All of the above assumes that all net members’ transceivers are transmitting with the same receive frequency shift. Not all transceivers act the same way, however. In my FT-450D, I can select the CW receive offset to always be above the transmit frequency, always below the transmit frequency, or in auto CW mode which sets the receive frequency below the transmit frequency on the 160m, 80m, and 40m bands and to above the transmit frequency on the 30m and higher bands. The ICOM IC-718 behaves like the FT-450D’s auto mode. It automatically sets the receive offset below the transmit frequency for the low bands and above for the high bands. If you want to be on frequency on a CW net, you must know whether your receive offset is above or below the transmit frequency and make sure it is set the same for all members of the net. Modern usage is to always use a receive offset above the transmit frequency.
Most modern transceivers put out their CW transmit signal on the dial frequency and shift the actual receive frequency by the frequency of the transmit sidetone. Most modern transceivers allow you to set the transmit sidetone to a frequency within a range, typically around 300 Hz to around 1000 Hz. Some rigs, particularly older rigs, have a fixed offset. Fixed sidetones are often 600 Hz, 700 Hz, or 800 Hz. Check your operating manual to be sure. If yours is adjustable, set it to the pitch you like to hear.
Most transceivers allow you to operate your key or keyer without transmitting a signal on the air. On the FT-450D, you can turn the break-in function off. When the net control station tells you “QNZ”, all you have to do is turn off break-in, key your sidetone, and tune your receiver until the net control’s received signal pitch is the same as your sidetone pitch. When you arrive at that point, your dial will show your transmit frequency and that frequency will be equal to or very near the net controls actual transmit frequency. If all net members follow this procedure, everyone will hear everyone else at their chosen (or fixed) sidetone pitch.
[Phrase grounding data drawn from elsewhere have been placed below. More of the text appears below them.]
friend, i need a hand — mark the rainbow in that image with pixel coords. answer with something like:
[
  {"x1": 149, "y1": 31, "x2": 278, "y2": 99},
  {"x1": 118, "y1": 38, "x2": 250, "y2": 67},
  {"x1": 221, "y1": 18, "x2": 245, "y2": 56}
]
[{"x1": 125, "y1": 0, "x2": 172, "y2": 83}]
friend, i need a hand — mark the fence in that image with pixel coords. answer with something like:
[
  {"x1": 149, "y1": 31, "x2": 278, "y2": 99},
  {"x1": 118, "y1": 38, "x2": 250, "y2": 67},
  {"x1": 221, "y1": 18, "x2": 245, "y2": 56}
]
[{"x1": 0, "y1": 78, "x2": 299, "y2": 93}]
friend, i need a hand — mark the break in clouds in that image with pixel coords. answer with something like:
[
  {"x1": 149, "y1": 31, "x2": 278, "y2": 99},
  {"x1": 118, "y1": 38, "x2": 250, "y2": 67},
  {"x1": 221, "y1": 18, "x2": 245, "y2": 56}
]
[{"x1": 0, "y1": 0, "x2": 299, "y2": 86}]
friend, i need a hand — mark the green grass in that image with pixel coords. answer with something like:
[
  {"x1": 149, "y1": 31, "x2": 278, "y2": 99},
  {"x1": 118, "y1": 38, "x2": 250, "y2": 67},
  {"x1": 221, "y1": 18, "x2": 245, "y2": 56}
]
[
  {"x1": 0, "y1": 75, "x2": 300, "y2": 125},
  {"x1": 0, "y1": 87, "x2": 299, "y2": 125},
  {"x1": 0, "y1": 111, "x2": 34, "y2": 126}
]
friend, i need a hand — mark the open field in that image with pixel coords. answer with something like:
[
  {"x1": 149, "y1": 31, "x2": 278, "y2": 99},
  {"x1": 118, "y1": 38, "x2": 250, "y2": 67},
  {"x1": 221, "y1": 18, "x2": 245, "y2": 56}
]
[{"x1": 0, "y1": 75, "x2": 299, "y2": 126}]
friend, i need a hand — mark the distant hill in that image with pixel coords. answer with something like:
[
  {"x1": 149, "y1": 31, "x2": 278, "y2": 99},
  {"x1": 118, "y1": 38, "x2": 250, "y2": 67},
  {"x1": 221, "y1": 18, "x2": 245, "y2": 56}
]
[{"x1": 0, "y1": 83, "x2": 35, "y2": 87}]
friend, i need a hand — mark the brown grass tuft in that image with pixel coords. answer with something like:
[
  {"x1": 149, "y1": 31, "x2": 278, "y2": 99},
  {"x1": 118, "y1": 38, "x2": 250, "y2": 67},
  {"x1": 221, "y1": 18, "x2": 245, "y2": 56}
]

Note, if you are fortunate enough to own a high end transceiver, you may have several different ways to tune in the CW signal. The FTDX-3000 has an auto zero-beat function where you tune in the CW signal, push the right button and the radio automatically tunes the rig to the proper frequency. The Kenwood TS-2000 has a similar function.
Being exactly on another stations transmit frequency is not always an advantage. In CW contest operation, you may gain an advantage by deliberately tuning off the other stations frequency a bit. This will make your signal sound a little different than all the satations tuned exactly in and you may get noticed sooner.
In any case, having the knowledge of how your rig works in CW and the skill to zero-beat a signal will make you a better CW operator and, hopefully, increase your success and enjoyment of this oldest of communications modes.